Using the linear polynomial interpretation over (2 x 2)-matrices with strict dimension 1 over the naturals

[from(x₁)]

4	3
6	6

· x₁ +

2	0
6	0

[cons1(x₁, x₂)]

2	1
0	0

· x₁ +

2	0
0	0

· x₂ +

0	0
0	0

[activate(x₁)]

4	0
6	1

· x₁ +

2	0
6	0

[s(x₁)]

2	2
0	0

· x₁ +

1	0
0	0

[cons(x₁, x₂)]

2	1
0	0

· x₁ +

1	0
3	0

· x₂ +

1	0
3	0

[n__from(x₁)]

1	2
0	0

· x₁ +

0	0
0	0

[2nd(x₁)]

1	4
1	4

· x₁ +

1	0
2	0

all of the following rules can be deleted.

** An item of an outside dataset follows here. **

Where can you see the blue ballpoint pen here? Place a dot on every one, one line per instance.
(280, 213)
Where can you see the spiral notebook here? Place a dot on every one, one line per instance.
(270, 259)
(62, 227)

2nd(cons1(X,cons(Y,Z)))	→	Y	(1)
2nd(cons(X,X1))	→	2nd(cons1(X,activate(X1)))	(2)
from(X)	→	n__from(X)	(4)
activate(X)	→	X	(6)

1.1 Rule Removal

Using the linear polynomial interpretation over the naturals

[from(x₁)]	=	7 · x₁ + 17
[activate(x₁)]	=	13 · x₁ + 4
[s(x₁)]	=	1 · x₁ + 3
[cons(x₁, x₂)]	=	4 · x₁ + 1 · x₂ + 0
[n__from(x₁)]	=	2 · x₁ + 10

all of the following rules can be deleted.

from(X)	→	cons(X,n__from(s(X)))	(3)
activate(n__from(X))	→	from(X)	(5)

1.1.1 R is empty

There are no rules in the TRS. Hence, it is terminating.